Identification of SFRP2 in ovarian cancer peritoneal metastasis
In order to study the biological function differences between primary ovarian cancer and peritoneal metastases, we analysed the high-throughput RNAseq data set GSE98281 of primary ovarian cancer and metastases of the greater omentum. In 10 omental metastatic tissues and 10 matched primary tumour tissues, we found that genes were upregulated and genes down-regulated in peritoneal metastases. In Figure1A and 1B, we found that the SFRP2 gene was highly expressed in tissues that were metastasised to the greater omentum, and we performed a paired test analysis on the expression of SFRP2. In Figure 1C, the expression of SFRP2 in the metastatic tissues of the greater omentum was significantly higher than that of the primary tissue (P=0.0166). We then performed GO (Figure 1D) and KEGG (Figure 1E) analysis on the highly expressed genes in the tissues of the omentum metastasis. We found that the gene enrichment analysis of omentum transfer shows that the Wnt signalling pathway was significantly activated. Moreover, we conducted a GSEA (Gene Set Enrichment Analysis) analysis of the Wnt signalling pathway and found that omental metastasis was positively correlated with the Wnt signalling pathway (Figure 1F).
SFRP2 activates the wnt signalling pathway through phosphorylation of GSK3β
Ovarian cancer cell lines were selected for the molecular experiments in order to study the mechanism of SFRP2 upregulating the Wnt signalling pathway. The expression level of SFRP2 was analysed in four typical ovarian cancer cell lines. Figure 2A shows that the OVCAR8 cell line expression level of SFRP2 was the lowest; and in A2780, it was the highest. In subsequent experiments, we chose OVCAR8 and A2780 cell lines for corresponding molecular biology experiments.
We constructed siRNA for A2780 to interfere with expression and transferred the SFRP2 vector to the OVCAR8 cell line with low baseline expression, to see if it increased. siNC and empty vectors were treated as controls, respectively. Based on the results of the previous KEGG analysis, we detected protein expression levels of GSK3β, pGSK3β and β-Catenin in ovarian cell lines. We found that after knocking down SFRP2 in A2780 when the expression level of GSK3β was stable, the level of pGSK3β increased, while the expression of β-Catenin protein decreased (p<0.05). Conversely, after upregulating SFRP2 in OVCAR8, when the expression level of GSK3β was stable, the level of pGSK3β decreased, while the expression of β-Catenin protein increased (p<0.05).

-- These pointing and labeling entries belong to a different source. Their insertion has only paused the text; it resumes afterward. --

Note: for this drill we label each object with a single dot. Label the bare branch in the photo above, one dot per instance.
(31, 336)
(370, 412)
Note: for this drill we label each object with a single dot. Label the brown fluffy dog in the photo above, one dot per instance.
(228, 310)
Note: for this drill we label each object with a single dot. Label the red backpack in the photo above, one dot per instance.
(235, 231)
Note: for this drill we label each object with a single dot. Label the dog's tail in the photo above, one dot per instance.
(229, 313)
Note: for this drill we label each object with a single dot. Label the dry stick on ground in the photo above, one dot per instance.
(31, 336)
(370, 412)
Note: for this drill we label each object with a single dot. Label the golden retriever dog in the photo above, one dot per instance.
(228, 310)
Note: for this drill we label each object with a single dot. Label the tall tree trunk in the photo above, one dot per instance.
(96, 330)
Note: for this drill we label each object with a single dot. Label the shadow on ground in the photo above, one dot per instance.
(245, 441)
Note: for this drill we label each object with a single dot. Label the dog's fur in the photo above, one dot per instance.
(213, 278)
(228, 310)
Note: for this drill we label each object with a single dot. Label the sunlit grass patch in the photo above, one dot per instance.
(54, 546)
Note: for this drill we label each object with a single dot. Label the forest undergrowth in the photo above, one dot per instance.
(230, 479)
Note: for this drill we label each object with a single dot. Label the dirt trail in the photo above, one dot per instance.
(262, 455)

SFRP2 affects the invasion and migration of ovarian cancer cells
Based on the results of this study, we aim to verify that SFRP2 affects the metastasis of ovarian cancer through the β-Catenin/Wnt signalling pathway. We tested the invasion and migration ability of A2780 and OVCAR8 cells. In Figure 2C, the invasion ability of A2780-siSFRP2 was lower than that of A2780-siNC (p<0.01). After OVCAR8 was transfected with SFRP2, the invasion ability was significantly enhanced (p<0.01), Figure 2D. In terms of migration ability, the migration ability of A2780-siSFRP2 was lower than that of A2780-siNC (p<0.05), as shown in Figure 2E. The migration ability of OVCAR8 transfected with SFRP2 was significantly enhanced (p<0.05); this can be seen in Figure 2F.
Analysis of SFRP2 protein expression and survival in tumour tissues
We used immunohistochemistry to detect the expression of SFRP2 and β-Catenin protein in 115 cases of ovarian cancer tissues. As shown in Figure 3A, in the primary samples of ovarian cancer, SFRP2 was mainly expressed in the cytoplasm, and the intensity was low. β-Catenin was mainly expressed in the nucleus. In samples with metastatic ovarian cancer, SFRP2 was expressed more strongly in the cytoplasm, while β-Catenin was more strongly expressed in the nucleus than in the primary samples.
Through the follow-up of these 115 patients with ovarian cancer, we found that the prognosis of patients with high SFRP2 expression was worse than that of patients with low SFRP2 expression, in Figure 3B, log-rank P value = 0.0063.
TCGA database explores SFRP2 and prognostic analysis
In order to verify the results of our study with an external cohort, we used the ovarian cancer data set of TCGA-OV to analyse the survival of patients. We have obtained similar results. Patients with high SFRP2 expression have a worse prognosis than patients with low SFRP2 expression, log-rank P value = 0.019 (Figure 3C).
The relationship between SFRP2 and ovarian cancer metastasis also indicated a poor prognosis. We analysed the infiltration of SFRP2 and various immune cells in the microenvironment of ovarian cancer. We found that SFRP2 expression was negatively correlated with B cell infiltration (P=0.0117, Figure 3D), suggesting that SFRP was related to immunosuppression. SFRP2 correlated positively with tumour-associated macrophages (P=0.220, Figure 3E), and also with neutrophils (P=0.440, Figure 3F).